C’était une rencontre constructive pour la suite de sa prise en soin. Pour moi, le premier contact définit la qualité de la relation. Cela permet de conditionner la suite de l’hospitalisation. Le patient va se sentir écouté et en sécurité, et je pense que pour ce monsieur la mission est remplie ».
Seule au monde...
« Changement d’équipe. Voilà trois jours que personne ne s’occupe de moi. J’ai l’impression de faire partie déjà du décor… Heureusement qu’il y a les patients et les internes. Ils me font des sourires et parlent avec moi. Je me sens moins seule. Au niveau de l’équipe des infirmières, les échanges sont impossibles. Je sens que je les dérange. Personne ne souhaite m’expliquer ou me montrer un soin… Toute la journée j’ai eu envie de crier « arrêtez-vous ! regardez-moi ! je suis perdue, guidez-moi ! ». J’ai regardé le planning, demain une infirmière et une aide-soignante que je connais travaillent, ouf !»

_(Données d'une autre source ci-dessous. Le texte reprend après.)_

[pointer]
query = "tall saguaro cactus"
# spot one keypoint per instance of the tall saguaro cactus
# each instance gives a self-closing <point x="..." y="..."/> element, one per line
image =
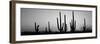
<point x="49" y="26"/>
<point x="84" y="27"/>
<point x="65" y="25"/>
<point x="36" y="27"/>
<point x="59" y="27"/>
<point x="73" y="23"/>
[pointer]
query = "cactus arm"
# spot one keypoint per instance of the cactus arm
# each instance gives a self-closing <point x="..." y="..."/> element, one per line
<point x="57" y="24"/>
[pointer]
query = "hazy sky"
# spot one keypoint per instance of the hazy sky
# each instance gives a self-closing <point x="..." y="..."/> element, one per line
<point x="41" y="16"/>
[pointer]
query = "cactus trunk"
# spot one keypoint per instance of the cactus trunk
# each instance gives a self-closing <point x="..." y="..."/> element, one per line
<point x="73" y="23"/>
<point x="65" y="25"/>
<point x="49" y="26"/>
<point x="84" y="27"/>
<point x="36" y="27"/>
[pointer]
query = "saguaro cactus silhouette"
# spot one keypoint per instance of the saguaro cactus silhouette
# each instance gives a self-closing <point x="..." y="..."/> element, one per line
<point x="59" y="27"/>
<point x="73" y="23"/>
<point x="84" y="27"/>
<point x="65" y="25"/>
<point x="49" y="26"/>
<point x="46" y="29"/>
<point x="36" y="27"/>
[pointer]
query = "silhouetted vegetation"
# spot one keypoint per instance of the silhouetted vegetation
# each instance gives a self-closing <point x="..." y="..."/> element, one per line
<point x="73" y="23"/>
<point x="36" y="28"/>
<point x="62" y="27"/>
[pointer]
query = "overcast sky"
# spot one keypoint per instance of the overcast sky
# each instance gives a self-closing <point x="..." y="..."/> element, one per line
<point x="41" y="16"/>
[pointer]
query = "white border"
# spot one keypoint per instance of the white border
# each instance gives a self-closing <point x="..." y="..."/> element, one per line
<point x="53" y="36"/>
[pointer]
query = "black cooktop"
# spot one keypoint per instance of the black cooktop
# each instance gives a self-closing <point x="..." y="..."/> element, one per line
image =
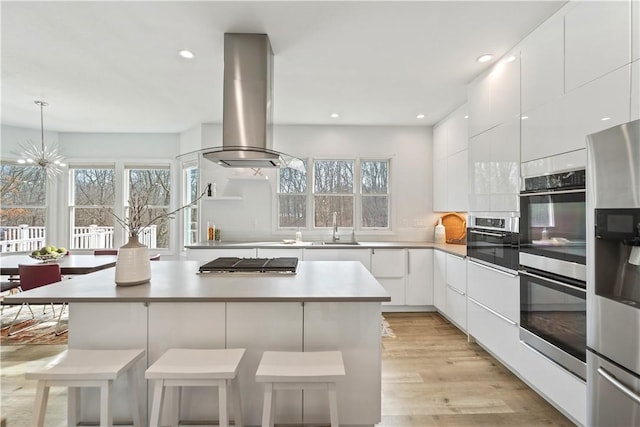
<point x="251" y="265"/>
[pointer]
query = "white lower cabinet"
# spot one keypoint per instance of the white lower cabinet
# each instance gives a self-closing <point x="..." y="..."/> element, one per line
<point x="439" y="280"/>
<point x="389" y="266"/>
<point x="565" y="391"/>
<point x="495" y="332"/>
<point x="419" y="283"/>
<point x="456" y="291"/>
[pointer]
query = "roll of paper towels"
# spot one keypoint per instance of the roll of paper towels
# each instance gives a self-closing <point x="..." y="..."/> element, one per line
<point x="440" y="235"/>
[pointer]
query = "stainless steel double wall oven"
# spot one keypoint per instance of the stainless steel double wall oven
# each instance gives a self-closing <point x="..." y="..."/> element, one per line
<point x="552" y="256"/>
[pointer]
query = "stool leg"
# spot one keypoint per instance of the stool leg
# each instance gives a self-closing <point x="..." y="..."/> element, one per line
<point x="106" y="406"/>
<point x="42" y="395"/>
<point x="156" y="405"/>
<point x="237" y="403"/>
<point x="333" y="404"/>
<point x="136" y="413"/>
<point x="267" y="408"/>
<point x="222" y="403"/>
<point x="73" y="408"/>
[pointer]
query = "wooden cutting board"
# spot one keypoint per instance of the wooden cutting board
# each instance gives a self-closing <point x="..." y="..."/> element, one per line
<point x="455" y="227"/>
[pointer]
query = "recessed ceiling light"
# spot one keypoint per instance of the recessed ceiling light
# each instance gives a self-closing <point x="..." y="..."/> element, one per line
<point x="186" y="54"/>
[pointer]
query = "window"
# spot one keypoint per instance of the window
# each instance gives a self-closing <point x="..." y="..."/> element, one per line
<point x="153" y="185"/>
<point x="333" y="191"/>
<point x="92" y="191"/>
<point x="190" y="179"/>
<point x="375" y="193"/>
<point x="292" y="197"/>
<point x="22" y="208"/>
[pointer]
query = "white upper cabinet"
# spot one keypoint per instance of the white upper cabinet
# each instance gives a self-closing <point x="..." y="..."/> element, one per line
<point x="458" y="135"/>
<point x="635" y="90"/>
<point x="450" y="144"/>
<point x="494" y="169"/>
<point x="635" y="31"/>
<point x="597" y="40"/>
<point x="494" y="97"/>
<point x="479" y="104"/>
<point x="457" y="182"/>
<point x="563" y="124"/>
<point x="543" y="64"/>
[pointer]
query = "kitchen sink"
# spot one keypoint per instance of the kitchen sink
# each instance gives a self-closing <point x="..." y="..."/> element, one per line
<point x="335" y="243"/>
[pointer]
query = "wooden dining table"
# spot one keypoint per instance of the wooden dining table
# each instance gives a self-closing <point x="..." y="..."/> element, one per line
<point x="70" y="264"/>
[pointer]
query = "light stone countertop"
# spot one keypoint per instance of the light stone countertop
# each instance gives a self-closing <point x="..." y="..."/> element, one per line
<point x="178" y="281"/>
<point x="459" y="250"/>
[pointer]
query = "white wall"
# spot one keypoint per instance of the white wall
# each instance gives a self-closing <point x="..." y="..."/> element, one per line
<point x="254" y="217"/>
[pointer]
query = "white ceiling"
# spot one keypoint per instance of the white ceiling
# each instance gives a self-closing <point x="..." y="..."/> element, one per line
<point x="113" y="66"/>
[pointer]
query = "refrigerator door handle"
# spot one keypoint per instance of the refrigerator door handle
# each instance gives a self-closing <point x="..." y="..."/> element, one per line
<point x="617" y="384"/>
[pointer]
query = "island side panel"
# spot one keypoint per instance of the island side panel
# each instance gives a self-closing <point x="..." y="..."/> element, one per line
<point x="114" y="326"/>
<point x="355" y="329"/>
<point x="193" y="325"/>
<point x="258" y="327"/>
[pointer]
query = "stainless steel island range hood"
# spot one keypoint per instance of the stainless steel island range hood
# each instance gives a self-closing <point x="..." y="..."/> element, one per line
<point x="247" y="105"/>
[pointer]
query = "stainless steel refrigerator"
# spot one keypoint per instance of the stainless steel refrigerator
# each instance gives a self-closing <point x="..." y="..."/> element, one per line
<point x="613" y="276"/>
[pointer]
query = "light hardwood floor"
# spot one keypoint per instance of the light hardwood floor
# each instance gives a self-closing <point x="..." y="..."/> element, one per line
<point x="431" y="376"/>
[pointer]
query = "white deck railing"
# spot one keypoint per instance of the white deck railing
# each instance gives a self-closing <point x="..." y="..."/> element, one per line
<point x="23" y="238"/>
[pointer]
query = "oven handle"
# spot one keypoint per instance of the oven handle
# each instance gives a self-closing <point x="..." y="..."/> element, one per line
<point x="617" y="384"/>
<point x="486" y="233"/>
<point x="566" y="285"/>
<point x="492" y="269"/>
<point x="547" y="193"/>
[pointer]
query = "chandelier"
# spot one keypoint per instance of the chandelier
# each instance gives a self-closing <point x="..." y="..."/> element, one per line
<point x="47" y="158"/>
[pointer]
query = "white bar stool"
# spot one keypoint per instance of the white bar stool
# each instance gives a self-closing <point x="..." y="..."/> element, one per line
<point x="197" y="368"/>
<point x="77" y="368"/>
<point x="281" y="370"/>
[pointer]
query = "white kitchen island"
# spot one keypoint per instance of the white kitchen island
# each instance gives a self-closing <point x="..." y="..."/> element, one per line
<point x="325" y="306"/>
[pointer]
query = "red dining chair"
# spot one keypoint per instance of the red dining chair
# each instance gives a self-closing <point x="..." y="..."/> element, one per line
<point x="105" y="252"/>
<point x="32" y="277"/>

Un métier difficile... mais...
« Journée difficile… Je découvre que le métier de soignant est difficile. Il y a une confrontation perpétuelle à la fragilité de l’être humain. Ce soir, je ressens une certaine appréhension en ce qui concerne ma capacité à endosser non seulement mes propres faiblesses mais aussi la vulnérabilité des soignants. Je me questionne… En étant confronté quotidiennement à la maladie et à la souffrance pendant de nombreuses années arriverais-je toujours à rester optimiste auprès des malades et dans ma vie de tous les jours ?... Mes souhaits pour demain :
- je veux pouvoir accompagner les personnes soignées de manière sensée ;
- j’aimerai garder le plaisir du soin, le désir d’avancer et d’apprendre tous les jours davantage, et ceci afin de répondre au maximum au besoin du patient, mais aussi lui donner un peu de joie, de soulagement et de bonheur dans l’épreuve qu’il est entrain d’endurer ;
- j’aimerai être une infirmière qui, au fils des jours et des années, respecte les valeurs du patient tout autant que sa dignité ;
- j’aimerai partager autant que possible mes savoirs, mon expérience professionnelle avec mes collègues, les étudiants et bien sur apprendre en retour ;
- je veux avoir des capacités relationnelles et techniques afin de pouvoir adapter mes soins à toutes les personnes fragilisées qui en auront besoin et cela tout au long de ma carrière… Sinon, il sera grand temps que je change de métier… ».
Fin de stage...
« A la fin de mon stage, je me dis que devenir soignant, c’est voir le malade comme un humain et non comme quelqu’un qu’on soigne parce qu’il est atteint d’une pathologie. Pour cela, le soignant doit mettre le patient en confiance en s’intéressant à lui, en discutant avec lui et ceci pendant la réalisation des soins qui lui seront prodigués. A la fin de ces cinq semaines de stage, je retiens que chaque personne est unique et qu’il faut prendre le temps d’accueillir l’autre avec ses caractéristiques. Je pense qu’il faut être à l’écoute des attentes du patient et agir dans le respect de ses valeurs. Durant mon deuxième stage, je souhaite être une étudiante infirmière présente auprès des patients. Mon but sera de comprendre leur situation pour pouvoir soulager leurs souffrances et pas seulement rester sur des aspects techniques du soin.»